External vs Internal Data: What to Use When Discovering & Measuring New Opportunities
In this article, we will discuss how internal and external data sources should be utilized to guide product strategies.
Confident data analysis is essential for how companies make decisions. In particular, for product or service managers, a combination of internal and external data sources can be used when making product strategy related decisions. Each species of data is optimally used to answer different questions related to how a product or service can evolve to meet customer needs and revenue growth.
Below we break down what internal and external data is, when each should be leveraged, and provide examples of instances of how they can guide future iterations of products.
Internal data refers to the sources that come directly from a company’s own systems, making that information highly specific in its relevance. Internal data presents additional responsibilities, requiring the management of capturing, formulating, and distributing that data.
At its most impactful, internal data can provide insights related to a company’s current practices, and can reveal opportunities for more efficient practices or growth. Internal data should be a source of truth in how customers behave and how they should be engaged. For example, stadium attendance data may indicate that fans who arrive at the stadium one hour before a game starts will spend 3X more on concessions than fans who arrive later. This insight can then be addressed through new strategic initiatives to get fans on-premise earlier, and empower fan engagement teams to justify those investments.

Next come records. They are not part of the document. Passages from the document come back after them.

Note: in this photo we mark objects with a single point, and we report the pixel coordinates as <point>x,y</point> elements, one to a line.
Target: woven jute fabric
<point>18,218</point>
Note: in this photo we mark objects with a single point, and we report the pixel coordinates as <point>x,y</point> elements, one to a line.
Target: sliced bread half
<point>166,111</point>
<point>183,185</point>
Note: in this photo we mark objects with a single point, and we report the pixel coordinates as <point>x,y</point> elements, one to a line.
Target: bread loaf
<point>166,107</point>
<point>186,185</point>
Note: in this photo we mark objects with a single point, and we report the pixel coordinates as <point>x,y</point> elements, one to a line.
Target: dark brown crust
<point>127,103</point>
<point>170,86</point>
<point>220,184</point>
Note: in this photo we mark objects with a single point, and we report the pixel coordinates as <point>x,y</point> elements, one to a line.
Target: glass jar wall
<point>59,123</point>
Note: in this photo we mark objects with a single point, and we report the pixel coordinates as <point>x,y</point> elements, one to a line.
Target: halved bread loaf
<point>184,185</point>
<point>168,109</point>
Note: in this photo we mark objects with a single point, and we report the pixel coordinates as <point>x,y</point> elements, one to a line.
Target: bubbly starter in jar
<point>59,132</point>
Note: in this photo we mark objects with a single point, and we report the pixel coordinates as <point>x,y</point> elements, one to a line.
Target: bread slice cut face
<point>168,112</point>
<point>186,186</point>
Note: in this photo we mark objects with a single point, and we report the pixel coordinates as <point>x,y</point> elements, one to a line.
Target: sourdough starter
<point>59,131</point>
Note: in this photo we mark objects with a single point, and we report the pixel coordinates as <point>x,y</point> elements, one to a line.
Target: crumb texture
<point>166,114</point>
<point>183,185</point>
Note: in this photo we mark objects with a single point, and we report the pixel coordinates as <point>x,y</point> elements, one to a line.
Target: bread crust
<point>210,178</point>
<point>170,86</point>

When applied, internal data can also be used to optimize certain processes and operations. For instance a team may be tracking renewal rates of season tickets and find that customers who are directly contacted more than two times during a season are more likely to renew the following year. This might lead the team to change their outreach strategy to prioritize premium-priced ticket buyers. Internal data is also necessary to establish benchmarks for organizations, enabling them to compare present results to their own historical data.
External data refers to sources that measure industry or an even broader scope of changes that may affect a product’s features, operations or business model. Studying these sources is called external analysis or environmental analysis, and is a key component of product strategy. External data is not typically focused on a single company, but it can be highly specific to an industry, type of product/service, or segment of audience.
External data sources have a range of applications to businesses and their product strategies including: understanding trends, integrating new product features, creating messaging, establishing industry benchmarks, gaining new revenue streams, anticipating shifts in demand, and limiting risk. Overall external data analysis should be performed to guide businesses adaptations to market and audience changes.
Through environmental analysis, product or service managers can begin to see how external factors, such as trends or competitor features, impact what consumers value from the products and services they utilize. An example of this analysis could come from measuring the interest in metaverse environments as indicated through reporting from a platform such as Google Trends. If product or service managers see a significant growth in metaverse-related searches, that might be an indication of opportunities to develop new offerings or implement a metaverse channel strategy.
Of course there are many challenges to using external data, both business and technical. The right partners need to be established with data-providers having to prove the quality of their data. External data often needs to be purchased, with more tailored data requests earning a premium rate. However, even free resources, such as Google Trends or the US Census Bureau Business Builder, are informative measurements that can help product or service managers identify trends and broader changes to user behaviors and habits that can uncover new revenue sources.